Deep-sea divers searched Saturday for a sunken ferry and 24 missing people after it collided with another vessel and went down on Christmas Eve.

Search-and-rescue teams, backed by six government ships and three aircraft, have combed a 20-nautical-mile radius of Manila Bay since Thursday, but the ferry has yet to be located, the head of the Philippine coast guard said.

Three bodies and 46 survivors were recovered hours after MV Catalyn B, a wooden-hulled ferry with 73 people on board, collided with the 369-ton fishing vessel Anathalia before dawn Thursday near the mouth of Manila Bay. No additional bodies have been found since.
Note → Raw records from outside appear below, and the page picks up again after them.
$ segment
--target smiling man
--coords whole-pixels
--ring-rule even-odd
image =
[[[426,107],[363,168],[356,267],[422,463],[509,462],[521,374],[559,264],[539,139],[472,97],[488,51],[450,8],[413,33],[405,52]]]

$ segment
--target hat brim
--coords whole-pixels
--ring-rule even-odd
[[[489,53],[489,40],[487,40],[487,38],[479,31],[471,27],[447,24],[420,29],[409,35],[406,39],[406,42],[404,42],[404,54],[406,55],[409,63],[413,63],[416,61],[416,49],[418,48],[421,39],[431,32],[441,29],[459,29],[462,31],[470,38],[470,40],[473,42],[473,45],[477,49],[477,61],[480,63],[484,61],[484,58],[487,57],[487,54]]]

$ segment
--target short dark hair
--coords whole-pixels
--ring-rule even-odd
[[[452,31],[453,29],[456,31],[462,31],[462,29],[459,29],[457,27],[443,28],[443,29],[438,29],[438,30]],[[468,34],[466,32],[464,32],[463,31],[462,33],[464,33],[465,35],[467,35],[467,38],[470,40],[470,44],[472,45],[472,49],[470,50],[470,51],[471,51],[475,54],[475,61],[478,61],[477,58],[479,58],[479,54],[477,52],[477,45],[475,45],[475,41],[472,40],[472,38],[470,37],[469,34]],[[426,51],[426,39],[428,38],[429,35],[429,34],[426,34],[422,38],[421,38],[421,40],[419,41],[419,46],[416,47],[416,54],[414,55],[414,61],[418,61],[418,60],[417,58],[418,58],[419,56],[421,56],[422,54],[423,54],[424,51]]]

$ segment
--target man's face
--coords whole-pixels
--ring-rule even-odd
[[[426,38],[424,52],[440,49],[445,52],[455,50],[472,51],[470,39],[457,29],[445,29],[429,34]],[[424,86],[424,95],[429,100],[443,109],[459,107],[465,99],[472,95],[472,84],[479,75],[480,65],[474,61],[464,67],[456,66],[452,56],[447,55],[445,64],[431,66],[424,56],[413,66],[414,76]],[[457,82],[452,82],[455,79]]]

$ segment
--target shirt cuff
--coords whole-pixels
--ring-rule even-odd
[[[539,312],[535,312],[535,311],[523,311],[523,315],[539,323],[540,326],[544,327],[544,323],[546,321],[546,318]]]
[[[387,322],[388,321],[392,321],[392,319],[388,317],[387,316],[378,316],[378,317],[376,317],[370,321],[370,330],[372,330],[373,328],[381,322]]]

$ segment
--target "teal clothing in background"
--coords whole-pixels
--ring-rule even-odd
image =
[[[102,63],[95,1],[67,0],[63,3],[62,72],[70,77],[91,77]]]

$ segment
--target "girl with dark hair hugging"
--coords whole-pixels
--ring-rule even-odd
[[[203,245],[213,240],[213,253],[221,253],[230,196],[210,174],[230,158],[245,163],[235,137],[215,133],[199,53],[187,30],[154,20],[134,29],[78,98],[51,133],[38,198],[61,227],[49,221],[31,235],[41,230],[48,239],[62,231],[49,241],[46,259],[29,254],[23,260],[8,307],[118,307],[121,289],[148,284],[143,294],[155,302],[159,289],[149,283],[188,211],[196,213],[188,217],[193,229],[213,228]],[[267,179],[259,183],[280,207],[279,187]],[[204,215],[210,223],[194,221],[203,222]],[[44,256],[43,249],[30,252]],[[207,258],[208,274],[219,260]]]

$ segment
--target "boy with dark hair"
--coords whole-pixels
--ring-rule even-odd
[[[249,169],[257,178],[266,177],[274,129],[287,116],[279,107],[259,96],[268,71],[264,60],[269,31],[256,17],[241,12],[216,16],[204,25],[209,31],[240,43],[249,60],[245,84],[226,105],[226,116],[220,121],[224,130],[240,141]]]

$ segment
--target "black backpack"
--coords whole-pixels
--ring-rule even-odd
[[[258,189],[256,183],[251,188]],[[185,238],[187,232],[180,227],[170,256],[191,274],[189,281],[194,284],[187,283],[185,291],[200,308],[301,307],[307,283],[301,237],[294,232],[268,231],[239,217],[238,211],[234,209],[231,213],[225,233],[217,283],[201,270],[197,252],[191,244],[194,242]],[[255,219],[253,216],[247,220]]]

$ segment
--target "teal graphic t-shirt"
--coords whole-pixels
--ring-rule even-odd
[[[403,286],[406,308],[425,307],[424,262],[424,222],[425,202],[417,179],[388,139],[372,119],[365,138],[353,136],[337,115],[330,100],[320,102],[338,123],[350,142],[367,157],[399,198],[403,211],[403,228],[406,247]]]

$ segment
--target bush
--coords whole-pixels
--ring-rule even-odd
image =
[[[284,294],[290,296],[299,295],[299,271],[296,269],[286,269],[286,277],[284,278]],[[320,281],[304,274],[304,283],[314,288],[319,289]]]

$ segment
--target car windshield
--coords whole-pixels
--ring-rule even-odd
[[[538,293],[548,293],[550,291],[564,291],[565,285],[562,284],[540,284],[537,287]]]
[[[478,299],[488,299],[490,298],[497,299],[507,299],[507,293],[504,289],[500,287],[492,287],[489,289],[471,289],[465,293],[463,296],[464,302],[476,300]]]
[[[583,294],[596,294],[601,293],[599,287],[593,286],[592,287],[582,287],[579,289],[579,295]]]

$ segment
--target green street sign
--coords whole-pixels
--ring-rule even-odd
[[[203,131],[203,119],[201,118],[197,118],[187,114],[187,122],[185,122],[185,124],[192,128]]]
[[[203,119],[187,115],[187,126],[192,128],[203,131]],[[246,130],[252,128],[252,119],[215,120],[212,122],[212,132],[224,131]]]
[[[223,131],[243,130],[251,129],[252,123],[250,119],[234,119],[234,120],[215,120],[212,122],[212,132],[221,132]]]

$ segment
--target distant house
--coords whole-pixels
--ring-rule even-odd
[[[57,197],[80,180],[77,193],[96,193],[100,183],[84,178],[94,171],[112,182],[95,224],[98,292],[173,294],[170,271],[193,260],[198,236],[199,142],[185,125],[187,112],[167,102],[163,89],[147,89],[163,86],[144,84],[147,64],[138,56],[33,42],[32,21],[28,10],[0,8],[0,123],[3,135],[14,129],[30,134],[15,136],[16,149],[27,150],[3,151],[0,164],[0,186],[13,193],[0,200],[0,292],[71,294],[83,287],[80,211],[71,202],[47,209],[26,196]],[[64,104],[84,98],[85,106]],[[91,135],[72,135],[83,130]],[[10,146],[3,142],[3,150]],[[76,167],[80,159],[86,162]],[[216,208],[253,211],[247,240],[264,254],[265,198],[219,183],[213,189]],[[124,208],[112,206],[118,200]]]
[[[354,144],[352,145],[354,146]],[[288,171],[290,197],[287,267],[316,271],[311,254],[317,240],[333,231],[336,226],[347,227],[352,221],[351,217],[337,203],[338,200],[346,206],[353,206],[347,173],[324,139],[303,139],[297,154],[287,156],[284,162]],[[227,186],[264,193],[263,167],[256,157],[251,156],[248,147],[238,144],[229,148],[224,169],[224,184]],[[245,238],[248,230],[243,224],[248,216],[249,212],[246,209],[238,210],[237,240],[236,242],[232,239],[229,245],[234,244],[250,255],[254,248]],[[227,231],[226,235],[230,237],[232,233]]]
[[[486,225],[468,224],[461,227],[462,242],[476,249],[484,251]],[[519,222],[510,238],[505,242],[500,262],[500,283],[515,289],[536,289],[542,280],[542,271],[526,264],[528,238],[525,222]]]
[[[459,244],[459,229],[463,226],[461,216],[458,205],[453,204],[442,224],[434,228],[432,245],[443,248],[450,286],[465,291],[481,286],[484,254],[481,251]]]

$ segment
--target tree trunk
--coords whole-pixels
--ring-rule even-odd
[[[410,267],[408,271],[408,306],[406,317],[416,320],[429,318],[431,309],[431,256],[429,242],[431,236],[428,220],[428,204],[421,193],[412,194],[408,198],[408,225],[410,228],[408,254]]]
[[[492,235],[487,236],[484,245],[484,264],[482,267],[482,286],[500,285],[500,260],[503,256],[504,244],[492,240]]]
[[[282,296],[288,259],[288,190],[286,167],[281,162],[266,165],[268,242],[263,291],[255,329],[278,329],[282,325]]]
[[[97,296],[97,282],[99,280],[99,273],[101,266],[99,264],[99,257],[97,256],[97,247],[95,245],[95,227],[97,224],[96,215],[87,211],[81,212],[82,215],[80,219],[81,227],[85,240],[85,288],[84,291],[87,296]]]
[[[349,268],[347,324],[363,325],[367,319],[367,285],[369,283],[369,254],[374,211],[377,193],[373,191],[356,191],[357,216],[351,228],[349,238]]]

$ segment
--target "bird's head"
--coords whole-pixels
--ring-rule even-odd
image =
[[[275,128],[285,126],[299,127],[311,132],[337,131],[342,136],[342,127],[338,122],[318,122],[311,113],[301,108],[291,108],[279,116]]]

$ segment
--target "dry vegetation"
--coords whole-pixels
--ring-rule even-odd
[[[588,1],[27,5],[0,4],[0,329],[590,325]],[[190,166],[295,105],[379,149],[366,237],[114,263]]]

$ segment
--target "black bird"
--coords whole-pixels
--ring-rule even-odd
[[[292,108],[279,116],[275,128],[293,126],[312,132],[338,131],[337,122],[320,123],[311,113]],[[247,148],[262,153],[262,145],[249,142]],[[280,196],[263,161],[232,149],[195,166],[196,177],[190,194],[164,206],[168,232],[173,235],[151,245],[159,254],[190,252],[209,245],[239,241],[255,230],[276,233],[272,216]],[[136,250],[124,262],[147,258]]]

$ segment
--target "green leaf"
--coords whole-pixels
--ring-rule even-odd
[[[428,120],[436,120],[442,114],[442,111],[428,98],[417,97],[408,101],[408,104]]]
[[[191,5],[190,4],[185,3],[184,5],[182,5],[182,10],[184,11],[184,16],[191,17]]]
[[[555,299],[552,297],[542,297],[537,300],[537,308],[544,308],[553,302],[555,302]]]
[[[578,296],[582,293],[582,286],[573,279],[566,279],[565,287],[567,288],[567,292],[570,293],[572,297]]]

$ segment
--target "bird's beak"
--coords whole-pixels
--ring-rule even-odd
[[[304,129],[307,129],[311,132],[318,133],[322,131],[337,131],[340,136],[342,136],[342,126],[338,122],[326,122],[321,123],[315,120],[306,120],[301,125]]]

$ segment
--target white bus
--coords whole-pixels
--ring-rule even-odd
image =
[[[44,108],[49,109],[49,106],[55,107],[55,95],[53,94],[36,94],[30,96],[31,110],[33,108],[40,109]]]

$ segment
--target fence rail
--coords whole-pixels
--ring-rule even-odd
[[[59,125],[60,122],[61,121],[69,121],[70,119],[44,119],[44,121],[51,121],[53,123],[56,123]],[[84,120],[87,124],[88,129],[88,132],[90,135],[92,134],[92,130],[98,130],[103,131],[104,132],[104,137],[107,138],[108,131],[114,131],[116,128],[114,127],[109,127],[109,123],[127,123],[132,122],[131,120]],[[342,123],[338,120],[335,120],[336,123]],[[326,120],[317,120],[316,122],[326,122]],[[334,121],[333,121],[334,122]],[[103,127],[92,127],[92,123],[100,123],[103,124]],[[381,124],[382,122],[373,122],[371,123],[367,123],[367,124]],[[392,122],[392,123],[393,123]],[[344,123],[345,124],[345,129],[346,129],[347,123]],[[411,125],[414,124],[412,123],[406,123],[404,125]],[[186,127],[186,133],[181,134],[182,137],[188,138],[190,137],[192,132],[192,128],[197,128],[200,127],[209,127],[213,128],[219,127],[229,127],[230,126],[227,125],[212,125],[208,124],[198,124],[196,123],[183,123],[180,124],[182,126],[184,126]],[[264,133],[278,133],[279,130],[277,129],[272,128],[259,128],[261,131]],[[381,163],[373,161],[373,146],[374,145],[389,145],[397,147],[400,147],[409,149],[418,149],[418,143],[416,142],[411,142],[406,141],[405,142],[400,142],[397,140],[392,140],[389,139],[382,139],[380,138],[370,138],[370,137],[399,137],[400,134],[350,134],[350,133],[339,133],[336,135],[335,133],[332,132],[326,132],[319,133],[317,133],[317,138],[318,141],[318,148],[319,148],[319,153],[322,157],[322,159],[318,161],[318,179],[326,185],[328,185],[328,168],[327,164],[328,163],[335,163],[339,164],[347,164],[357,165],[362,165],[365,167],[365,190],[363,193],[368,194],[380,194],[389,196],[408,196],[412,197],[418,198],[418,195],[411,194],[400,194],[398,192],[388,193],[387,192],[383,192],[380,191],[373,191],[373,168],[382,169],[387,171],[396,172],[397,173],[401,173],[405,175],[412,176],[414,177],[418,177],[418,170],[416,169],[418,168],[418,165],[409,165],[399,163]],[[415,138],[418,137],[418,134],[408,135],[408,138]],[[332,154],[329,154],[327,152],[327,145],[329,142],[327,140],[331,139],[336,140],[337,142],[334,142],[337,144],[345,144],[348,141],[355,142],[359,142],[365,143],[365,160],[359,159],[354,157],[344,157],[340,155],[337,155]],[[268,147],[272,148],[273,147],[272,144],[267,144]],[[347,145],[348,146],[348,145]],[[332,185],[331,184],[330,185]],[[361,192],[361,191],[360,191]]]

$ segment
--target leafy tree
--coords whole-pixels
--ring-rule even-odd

Coast guard officials say many passengers were sleeping and had no time to get life vests on and many of the missing may have been trapped inside.

The 79-ton ferry was traveling from the capital, Manila, to southwest Mindoro Island with passengers returning home for Christmas.

Admiral Wilfredo Tamayo, the coast guard chief, told The Associated Press divers were looking for the vessel and hoped to conduct deep-sea searches for bodies once they locate the wreckage.

President Gloria Macapagal Arroyo on Friday ordered the owners of the ferry and fishing boat involved in the collision to suspend operations of all their vessels.

Officials say the accident was likely caused by human error, but a formal inquiry is expected to begin Monday.

Sea accidents are common in the archipelago because of tropical storms, badly maintained boats and weak enforcement of safety regulations.

Last year, a ferry overturned after sailing toward a powerful typhoon in the central Philippines, killing more than 800 people.

In December 1987, the ferry Dona Paz sank after colliding with a fuel tanker, killing more than 4,341 people in the world's worst peacetime maritime disaster.